Katsarava, who set up a group called Power is in Unity, hands out GPS trackers to shepherds and other residents to locate them rapidly if they run into trouble on the frontier so they can refute claims they have flouted it.
He says Georgia has already lost tracts of land beyond the territory it initially lost control of.
“The creeping occupation will not stop. It can be stopped only when you resist it and when you are constantly close,” he said in an interview. “The Russians must see that we are getting as close as possible to the occupation line.”
Russia’s foreign ministry and South Ossetia’s de facto authorities did not respond to Reuters requests for comment about the allegations of wrongful detentions, or the hardening and movement of the administrative line.
Georgian citizen Genadi Bestaevi was detained in 2019 and held in South Ossetia for two years before he had a stroke in custody and was returned to Georgia, international observers reported. He died three months later aged 53.
South Ossetian authorities said he had illegally crossed the border and accused him of drug smuggling.
His sister, Naira Mestavashvili, 63, said Russian-backed forces took Bestaevi from the bedroom of his house, which was located right next to the barbed wire dividing line. “My brother is the victim of the Russian occupation. I don’t know what happened to him or what they did to him in prison. He was a healthy man,” said Mestavashvili. The family denies the accusation of smuggling.

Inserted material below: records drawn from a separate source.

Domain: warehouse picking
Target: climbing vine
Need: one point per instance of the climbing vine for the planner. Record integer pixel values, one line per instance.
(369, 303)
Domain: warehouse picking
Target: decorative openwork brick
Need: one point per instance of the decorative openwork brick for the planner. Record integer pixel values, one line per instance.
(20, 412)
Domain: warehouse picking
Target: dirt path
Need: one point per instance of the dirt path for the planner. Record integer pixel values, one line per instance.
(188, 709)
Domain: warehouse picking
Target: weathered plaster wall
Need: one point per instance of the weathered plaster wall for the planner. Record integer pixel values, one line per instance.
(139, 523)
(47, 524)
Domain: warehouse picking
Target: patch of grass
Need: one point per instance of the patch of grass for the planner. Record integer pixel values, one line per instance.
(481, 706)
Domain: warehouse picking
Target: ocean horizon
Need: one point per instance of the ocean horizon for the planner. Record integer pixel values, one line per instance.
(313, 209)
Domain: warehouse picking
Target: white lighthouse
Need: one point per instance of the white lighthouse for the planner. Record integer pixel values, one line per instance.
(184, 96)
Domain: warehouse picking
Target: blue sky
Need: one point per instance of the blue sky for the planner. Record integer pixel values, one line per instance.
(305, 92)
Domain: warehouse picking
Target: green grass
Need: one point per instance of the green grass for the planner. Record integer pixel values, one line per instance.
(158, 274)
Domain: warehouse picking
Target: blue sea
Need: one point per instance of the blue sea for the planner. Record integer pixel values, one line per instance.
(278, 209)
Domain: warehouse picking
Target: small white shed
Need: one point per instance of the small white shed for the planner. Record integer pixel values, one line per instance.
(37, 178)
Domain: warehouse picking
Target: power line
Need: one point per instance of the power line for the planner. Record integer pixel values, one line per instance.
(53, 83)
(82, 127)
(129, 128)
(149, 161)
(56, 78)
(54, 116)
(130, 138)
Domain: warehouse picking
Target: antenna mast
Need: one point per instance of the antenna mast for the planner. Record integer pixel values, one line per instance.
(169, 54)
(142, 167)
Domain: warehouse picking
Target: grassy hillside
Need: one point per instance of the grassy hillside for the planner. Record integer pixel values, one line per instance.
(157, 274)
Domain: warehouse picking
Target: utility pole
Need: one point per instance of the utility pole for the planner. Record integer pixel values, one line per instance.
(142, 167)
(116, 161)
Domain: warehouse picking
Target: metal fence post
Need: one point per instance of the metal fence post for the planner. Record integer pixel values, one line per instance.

The European Union called Bestaevi’s death a “tragic illustration of the devastating consequences of the illegal actions of the de facto regime.”
In Khurvaleti, Valia Valishvili, 88, is stranded on the side of the village controlled by the Russian-backed authorities.
“I am all alone. The guards forbid my family members to come into the occupied territory. If they do cross the border, they will be jailed,” Valishvili said.
Valishvili said Russian forces had told her to leave her home but she refused, saying she had promised her late husband she would not abandon their home.
“They will take everything when I am gone: all my land that is Georgian,” Valishvili said.